Suppose we tokenize this using the sentiment tokenizer and then store it on a single line, space-separated, in a file called foo.tok. The output:
It is fine if you fine me , but don't rub it in ! The play was a hit until someone hit the lead actor . :-( I found it to be boooring !
Then the command-line call we want is as follows (I assume that you are in the same directory as the Part-of-Speech Tagger):
java -mx3000m -cp stanford-postagger.jar edu.stanford.nlp.tagger.maxent.MaxentTagger
-tagSeparator / -tokenize false -textFile foo.txt
The output (in the actual output, each example is on a single line with no blank lines between):
It/PRP is/VBZ fine/JJ if/IN you/PRP fine/VBP me/PRP ,/, but/CC don't/NN rub/VBP it/PRP in/IN !/. The/DT play/NN was/VBD a/DT hit/NN until/IN someone/NN hit/VBD the/DT lead/JJ actor/NN ./. :-(/NN I/PRP found/VBD it/PRP to/TO be/VB boooring/VBG !/.
Because the Treebank-style turns contractions into two tokens, the tagger gets the tag for can't wrong (it wants to see ca and n't). This can have detrimental effects on the surrounding tags, so it is perhaps worth pursuing a blend of the sentiment and Treebank styles if POS-tagging is going to be a large part of your system. However, the errors might not be problematic, since they seem to be very consistent.

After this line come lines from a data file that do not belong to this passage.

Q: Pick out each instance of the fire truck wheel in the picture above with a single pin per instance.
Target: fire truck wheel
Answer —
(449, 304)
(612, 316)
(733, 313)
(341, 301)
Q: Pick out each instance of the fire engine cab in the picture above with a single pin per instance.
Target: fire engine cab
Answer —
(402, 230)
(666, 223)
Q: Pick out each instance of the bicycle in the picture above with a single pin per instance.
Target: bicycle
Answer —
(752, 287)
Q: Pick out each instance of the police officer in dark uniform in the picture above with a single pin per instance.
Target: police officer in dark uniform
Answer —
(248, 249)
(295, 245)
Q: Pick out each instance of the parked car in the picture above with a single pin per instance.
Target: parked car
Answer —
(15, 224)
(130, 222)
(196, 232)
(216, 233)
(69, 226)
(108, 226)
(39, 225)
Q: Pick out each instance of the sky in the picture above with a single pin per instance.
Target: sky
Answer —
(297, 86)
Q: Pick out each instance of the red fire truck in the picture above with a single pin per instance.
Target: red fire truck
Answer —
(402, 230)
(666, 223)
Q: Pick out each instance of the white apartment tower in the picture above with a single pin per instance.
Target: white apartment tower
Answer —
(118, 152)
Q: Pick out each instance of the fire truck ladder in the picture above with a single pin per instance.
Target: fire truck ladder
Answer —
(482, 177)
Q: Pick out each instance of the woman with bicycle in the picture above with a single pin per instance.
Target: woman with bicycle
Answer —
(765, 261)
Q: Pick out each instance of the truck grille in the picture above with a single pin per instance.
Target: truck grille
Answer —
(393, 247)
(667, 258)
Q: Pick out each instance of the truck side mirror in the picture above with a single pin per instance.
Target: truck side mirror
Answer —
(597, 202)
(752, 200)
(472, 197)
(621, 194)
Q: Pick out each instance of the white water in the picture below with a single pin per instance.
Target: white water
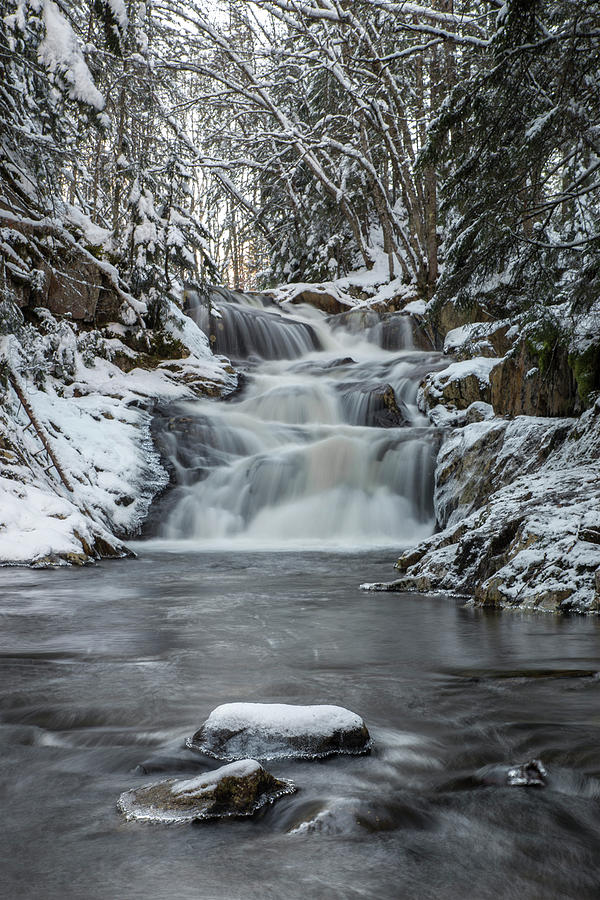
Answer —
(309, 454)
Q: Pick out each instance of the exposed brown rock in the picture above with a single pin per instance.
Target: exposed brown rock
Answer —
(522, 385)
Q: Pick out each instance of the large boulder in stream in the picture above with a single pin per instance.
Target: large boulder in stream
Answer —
(280, 730)
(238, 789)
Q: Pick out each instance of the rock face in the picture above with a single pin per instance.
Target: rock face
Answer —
(460, 384)
(520, 385)
(321, 299)
(374, 405)
(278, 730)
(235, 790)
(518, 500)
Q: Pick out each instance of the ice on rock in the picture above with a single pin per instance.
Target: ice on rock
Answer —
(238, 789)
(279, 730)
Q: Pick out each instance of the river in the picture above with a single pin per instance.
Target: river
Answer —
(105, 671)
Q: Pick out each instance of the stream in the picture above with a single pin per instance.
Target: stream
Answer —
(304, 484)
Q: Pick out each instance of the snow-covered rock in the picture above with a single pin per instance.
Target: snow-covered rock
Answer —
(520, 501)
(238, 789)
(96, 419)
(279, 730)
(460, 384)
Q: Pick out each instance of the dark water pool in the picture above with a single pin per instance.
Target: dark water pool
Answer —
(105, 669)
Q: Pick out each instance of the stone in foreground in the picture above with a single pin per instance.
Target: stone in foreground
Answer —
(238, 789)
(530, 774)
(280, 730)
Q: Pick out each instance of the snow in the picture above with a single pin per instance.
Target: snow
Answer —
(520, 502)
(283, 719)
(415, 307)
(61, 53)
(98, 426)
(479, 367)
(206, 783)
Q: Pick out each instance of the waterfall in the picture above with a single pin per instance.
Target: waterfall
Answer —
(323, 446)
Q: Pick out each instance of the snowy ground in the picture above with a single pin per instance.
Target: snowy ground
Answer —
(96, 419)
(518, 500)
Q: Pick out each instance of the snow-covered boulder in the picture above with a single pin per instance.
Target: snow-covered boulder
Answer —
(279, 730)
(238, 789)
(459, 385)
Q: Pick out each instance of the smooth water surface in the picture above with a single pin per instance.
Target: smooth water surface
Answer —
(112, 667)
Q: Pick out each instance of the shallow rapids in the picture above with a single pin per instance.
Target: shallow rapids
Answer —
(104, 673)
(323, 445)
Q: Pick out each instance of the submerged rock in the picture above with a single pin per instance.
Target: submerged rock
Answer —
(238, 789)
(279, 730)
(530, 774)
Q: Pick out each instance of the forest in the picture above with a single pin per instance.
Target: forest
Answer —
(299, 442)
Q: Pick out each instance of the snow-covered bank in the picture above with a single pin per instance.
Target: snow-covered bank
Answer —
(95, 418)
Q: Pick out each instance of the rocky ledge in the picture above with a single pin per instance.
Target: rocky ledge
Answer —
(517, 484)
(279, 730)
(238, 789)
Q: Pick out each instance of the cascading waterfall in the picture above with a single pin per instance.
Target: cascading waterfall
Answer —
(323, 446)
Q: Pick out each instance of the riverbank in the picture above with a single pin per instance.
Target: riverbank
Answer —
(78, 470)
(109, 668)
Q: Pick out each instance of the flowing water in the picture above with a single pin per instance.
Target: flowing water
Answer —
(323, 445)
(104, 672)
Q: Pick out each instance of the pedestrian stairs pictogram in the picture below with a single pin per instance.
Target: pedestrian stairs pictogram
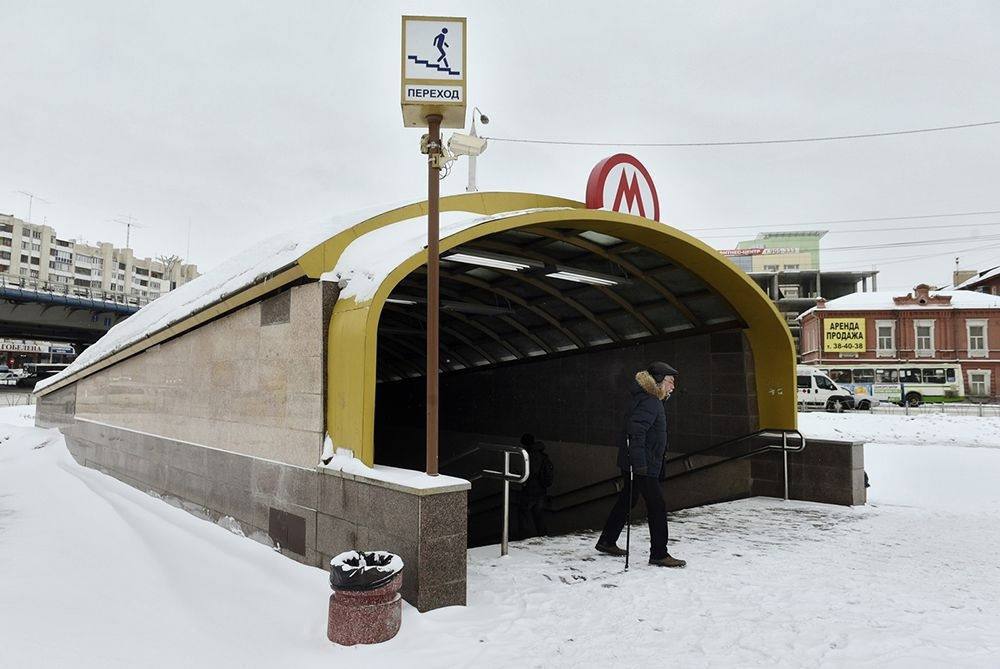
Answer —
(433, 66)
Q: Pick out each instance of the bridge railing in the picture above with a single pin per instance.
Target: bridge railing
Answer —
(70, 291)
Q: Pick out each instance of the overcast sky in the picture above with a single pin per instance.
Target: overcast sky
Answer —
(242, 118)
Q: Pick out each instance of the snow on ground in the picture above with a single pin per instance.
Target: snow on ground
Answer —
(939, 429)
(96, 574)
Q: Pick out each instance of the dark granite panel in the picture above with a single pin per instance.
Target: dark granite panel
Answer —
(276, 309)
(262, 505)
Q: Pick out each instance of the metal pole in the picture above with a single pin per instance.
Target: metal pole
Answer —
(433, 257)
(784, 460)
(506, 504)
(472, 187)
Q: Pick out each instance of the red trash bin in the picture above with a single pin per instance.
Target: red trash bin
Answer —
(365, 606)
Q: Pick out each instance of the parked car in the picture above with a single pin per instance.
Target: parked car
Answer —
(866, 402)
(815, 390)
(8, 377)
(38, 371)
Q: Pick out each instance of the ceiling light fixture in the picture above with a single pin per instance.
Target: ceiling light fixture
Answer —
(582, 278)
(491, 260)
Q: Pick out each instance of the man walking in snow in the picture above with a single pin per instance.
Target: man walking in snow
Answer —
(646, 429)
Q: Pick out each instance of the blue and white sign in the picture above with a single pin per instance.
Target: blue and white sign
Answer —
(433, 69)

For more on using the tagger efficiently from the command-line, see Matt Jockers' tutorial.
Figure fig:pos_accuracy uses our familiar classifier assessment to see what POS-tagging contributes. The performance is not all that different from the regular sentiment-aware tokenization, but we shouldn't conclude from this that POS-tagging is not valuable. Wider testing might reveal that there are situations in which it helps substantially.

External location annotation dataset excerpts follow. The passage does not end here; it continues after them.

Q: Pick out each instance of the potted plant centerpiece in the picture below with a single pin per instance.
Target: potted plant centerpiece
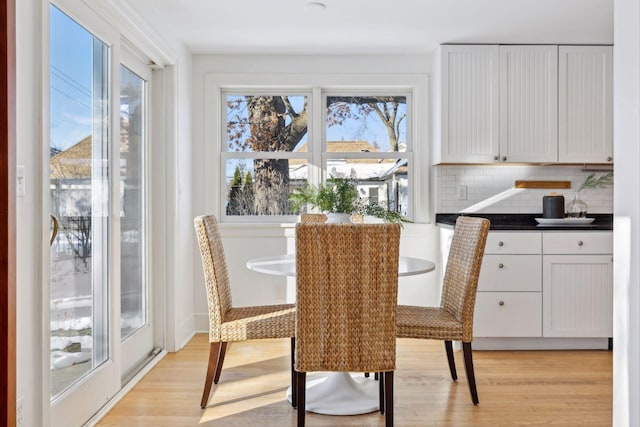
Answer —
(577, 208)
(339, 199)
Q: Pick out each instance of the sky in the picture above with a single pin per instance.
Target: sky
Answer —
(71, 81)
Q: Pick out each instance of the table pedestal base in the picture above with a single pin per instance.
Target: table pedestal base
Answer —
(341, 393)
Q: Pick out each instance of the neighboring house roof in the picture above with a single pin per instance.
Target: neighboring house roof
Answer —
(362, 168)
(74, 162)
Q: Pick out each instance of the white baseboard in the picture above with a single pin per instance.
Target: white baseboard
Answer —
(540, 343)
(124, 390)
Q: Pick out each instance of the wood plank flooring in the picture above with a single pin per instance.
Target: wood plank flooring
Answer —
(516, 388)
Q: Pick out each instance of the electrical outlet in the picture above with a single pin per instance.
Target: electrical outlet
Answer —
(462, 192)
(20, 412)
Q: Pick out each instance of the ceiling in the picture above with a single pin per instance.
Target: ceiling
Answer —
(373, 26)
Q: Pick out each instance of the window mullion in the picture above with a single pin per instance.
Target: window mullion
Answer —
(317, 167)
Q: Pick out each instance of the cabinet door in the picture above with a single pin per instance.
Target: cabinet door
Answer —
(508, 314)
(577, 295)
(585, 104)
(469, 102)
(529, 103)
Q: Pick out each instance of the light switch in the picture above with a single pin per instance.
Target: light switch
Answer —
(462, 192)
(20, 184)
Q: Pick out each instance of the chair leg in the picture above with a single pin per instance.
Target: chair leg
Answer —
(381, 391)
(223, 351)
(302, 390)
(468, 366)
(452, 363)
(294, 383)
(214, 352)
(388, 397)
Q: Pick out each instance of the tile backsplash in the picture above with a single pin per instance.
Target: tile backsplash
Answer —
(490, 188)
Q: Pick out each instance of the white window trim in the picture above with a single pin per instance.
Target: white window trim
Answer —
(415, 84)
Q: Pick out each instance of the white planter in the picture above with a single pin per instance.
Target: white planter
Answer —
(338, 218)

Dependency parsing transforms a sentence into a quasi-semantic structure that can be extremely useful for extracting sentiment information, particularly where the goal is to relativize the sentiment information to particular entities or topics.
The Stanford Parser (Klein and Manning 2003a, b) can map raw strings, tokenized strings, or POS-tagged strings, to dependency structures (and others). I focus here on the Stanford Dependencies (de Marneffe, Manning, and MacCartney 2006).
There isn't space here to review dependency parsing in detail, but a few simple examples probably suffice to convey how this tool can be used in sentiment analysis.
I put the output of our tagging sample above into a file called foo.tagged and then ran the following command from inside the parser's distribution directory:
java -mx3000m -cp stanford-parser.jar edu.stanford.nlp.parser.lexparser.LexicalizedParser
-tokenized -tagSeparator /
The output is a list of sequences of dependecy-graph edges, with indices keeping track of linear order:
nsubj(fine-3, It-1) cop(fine-3, is-2) mark(fine-6, if-4) nsubj(fine-6, you-5) advcl(fine-3, fine-6) dobj(fine-6, me-7) nsubj(rub-11, don't-10) conj_but(fine-3, rub-11) dobj(rub-11, it-12) prep(rub-11, in-13) det(play-2, The-1) nsubj(hit-5, play-2) cop(hit-5, was-3) det(hit-5, a-4) mark(hit-8, until-6) nsubj(hit-8, someone-7) advcl(hit-5, hit-8) det(actor-11, the-9) amod(actor-11, lead-10) dobj(hit-8, actor-11) nsubj(found-2, I-1) nsubj(boooring-6, it-3) aux(boooring-6, to-4) aux(boooring-6, be-5) xcomp(found-2, boooring-6)
Figure fig:dep provides the graphical structure for these examples:
Such dependency can isolate not only what the sentiment of a text is but also where that sentiment is coming from and whom it is directed at.
Like the POS-tagger, the Parser is free for academic use and has reasonably priced, ready-to-sign commercial licenses.